Artiste : Barbara Hannigan, David Chalmin
Album : Electric Fields
Label : Alpha Classics
Lien : https://www.barbarahannigan.com/
Style : Classique
Barbara Hannigan s’allie aux pianistes Katia et Marielle Labèque et au producteur et musicien David Chalmin pour proposer Electric Fields, album à la frontière de la musique classique contemporaine.
En musique comme dans bien d’autres domaines, la concrétisation d’une idée, d’un projet, est affaires de rencontres et d’associations. Ici la soprano et cheffe d’orchestre canadienne Barbara Hannigan, déjà souvent partenaire de John Zorn, montre une certaine appétence pour sortir des ornières du répertoire classique contemporain. Pour la servir, les sœurs Katia et Marielle Labèque, pianistes françaises ne sont pas non plus avares en aventures musicales, de même que David Chalmin, retrouvé aussi facilement derrière un instrument qu’une console.
Porté par la voix de Barbara Hannigan, cet album montre la facilité de la chanteuse à maîtriser les partitions complexes. Elle nous transporte alors vers les chants de l’extase composés par Hildegard Von Bingen, aussi bien que des œuvres d’avant-garde à l’instar des exercices vocaux de Luciano Berio ou le contemporain Bryce Dessner. Les textures, amenées par les synthétiseurs distillés par David Chalmin, savent en général se faire discrètes pour amener l’ensemble aux portes de l’ambient. Il pourra cependant arriver que l’électronique prenne plus le pas sur l’équilibre qui tient la plupart des parties, au détriment de l’unité à quelques moments.

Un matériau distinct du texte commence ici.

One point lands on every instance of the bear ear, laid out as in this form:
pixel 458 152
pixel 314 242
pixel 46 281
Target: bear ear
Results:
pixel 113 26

Se contenter d’une voix et de deux pianos n’empêche nullement de prendre possession d’un vaste espace d’écoute et de faire preuve d’une grande présence, comme semble nous le démontrer ce disque. La voix est libre, sans entrave, on apprécie autant la technique de l’artiste que celle de la prise de son. Le synthétiseur rajoute une dimension supplémentaire, qui évoque par exemple À l’Écoute des Vents Solaires de David Hykes. Les résonances et le touché du piano sont à l’image de la voix, sans entraves, et ils contribuent à nous happer dans un monde cristallin et brillant, plein d’éclats. Comme un disque de pop, Electric Fields alterne des morceaux énergiques et saisissants avec d’autres plus apaisants, à l’image des pièces baroques retouchées de von Bingen qui ouvrent et referment l’album.